A proposal for a four-story apartment development in East Williamsburg is facing resistance from the local community board over larger concerns about a loss of manufacturing space in Brooklyn.
Solomon Feder is looking to build eight rental units, all one-bedrooms or studios, on an irregularly-shaped 25-foot-by- approximately-95-foot lot at 114 Kingsland Avenue near Herbert Street. The block itself has been residential for over a century, and there are apartment buildings on either side of the lot in question.
114 Kingsland Avenue itself held a residential building until approximately 1965, Elyse Foladare, Feder’s attorney, told Brooklyn Community Board 1’s Land Use Committee on Monday night. But that year, the building burned down in a fire, and since then has been used as a “trucking site.”

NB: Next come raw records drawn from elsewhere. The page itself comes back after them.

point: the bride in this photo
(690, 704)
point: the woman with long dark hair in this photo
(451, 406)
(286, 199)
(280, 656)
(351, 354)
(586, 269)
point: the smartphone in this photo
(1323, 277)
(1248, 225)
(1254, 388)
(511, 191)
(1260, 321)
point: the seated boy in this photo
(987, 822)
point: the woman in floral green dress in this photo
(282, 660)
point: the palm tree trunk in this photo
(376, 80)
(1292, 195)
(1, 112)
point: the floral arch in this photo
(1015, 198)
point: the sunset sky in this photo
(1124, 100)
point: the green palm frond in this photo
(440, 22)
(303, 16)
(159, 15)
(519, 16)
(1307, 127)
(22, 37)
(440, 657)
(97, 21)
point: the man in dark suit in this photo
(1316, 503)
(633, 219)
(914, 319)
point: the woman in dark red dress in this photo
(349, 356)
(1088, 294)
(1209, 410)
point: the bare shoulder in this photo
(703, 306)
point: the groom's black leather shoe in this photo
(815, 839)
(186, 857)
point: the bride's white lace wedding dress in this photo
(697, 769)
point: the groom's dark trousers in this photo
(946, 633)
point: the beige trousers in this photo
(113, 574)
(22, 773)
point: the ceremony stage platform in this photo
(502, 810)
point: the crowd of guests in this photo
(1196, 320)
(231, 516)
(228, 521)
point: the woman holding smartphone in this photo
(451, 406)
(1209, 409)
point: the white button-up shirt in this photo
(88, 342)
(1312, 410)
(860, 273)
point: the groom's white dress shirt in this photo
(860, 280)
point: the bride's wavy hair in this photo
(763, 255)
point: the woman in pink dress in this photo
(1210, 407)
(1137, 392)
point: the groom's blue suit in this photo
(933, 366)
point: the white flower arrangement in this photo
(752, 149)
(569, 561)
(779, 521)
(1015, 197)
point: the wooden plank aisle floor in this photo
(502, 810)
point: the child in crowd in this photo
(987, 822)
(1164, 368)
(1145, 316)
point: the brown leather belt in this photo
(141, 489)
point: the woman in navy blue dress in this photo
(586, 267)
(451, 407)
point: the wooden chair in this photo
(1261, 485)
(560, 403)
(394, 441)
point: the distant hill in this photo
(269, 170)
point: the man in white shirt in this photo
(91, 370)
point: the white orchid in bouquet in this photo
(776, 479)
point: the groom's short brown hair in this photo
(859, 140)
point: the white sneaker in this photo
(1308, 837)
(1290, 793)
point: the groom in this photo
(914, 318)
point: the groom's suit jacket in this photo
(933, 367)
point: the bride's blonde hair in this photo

But the lot is zoned M1 for manufacturing, like much of the Industrial Business Zone to the east. And while Feder’s team initially considered building commercial or manufacturing space on the site, Foladare said, “there’s a lot of reasons we couldn’t do that.”
“It’s a really really narrow street and it’s on the cross so it would not provide enough room for any loading or deliveries,” she told the committee. As for office space: the current zoning only allows for 1.0 floor-area ratio (likely a single-story building), making it difficult to turn a profit.
But members of CB1’s land use committee, who will issue an advisory vote on the project, weren’t thrilled with the proposal.
“The site was purchased two years ago with fair knowledge of the industrial zoning,” said Willis Elkins. “What does the community get for allowing the property owner to significantly maximize profits on the project?”
Some committee members said they wanted below-market-rate housing to be included in the project, which Foladare said would make the project economically unfeasible. Unlike rezonings permitted under Mayor Bill de Blasio’s Mandatory Inclusionary Housing program, this variance would not allow for greater density to offset the lost rental income.
Others on the committee were hesitant to give up manufacturing-zoned land. Though the city’s manufacturing sector has shrunk dramatically in recent decades, leading to calls that some M-zoned areas be converted to create housing, others have sought to push back against further encroachments on that land.
“What this board sees so frequently is developers or owners who buy a lot that has one zoning with an intention to use it as another zoning,” said Cory Kantin. “So I think what you’re hitting on is sort of a sore spot more generally.
The committee issued an advisory vote calling on Zeder to redesign the project in a way that incorporated some manufacturing or affordable housing component.
Zeder, who will now have to decide whether to revamp the project before formally submitting it for BSA consideration, did not immediately respond to a request for comment from Bklyner.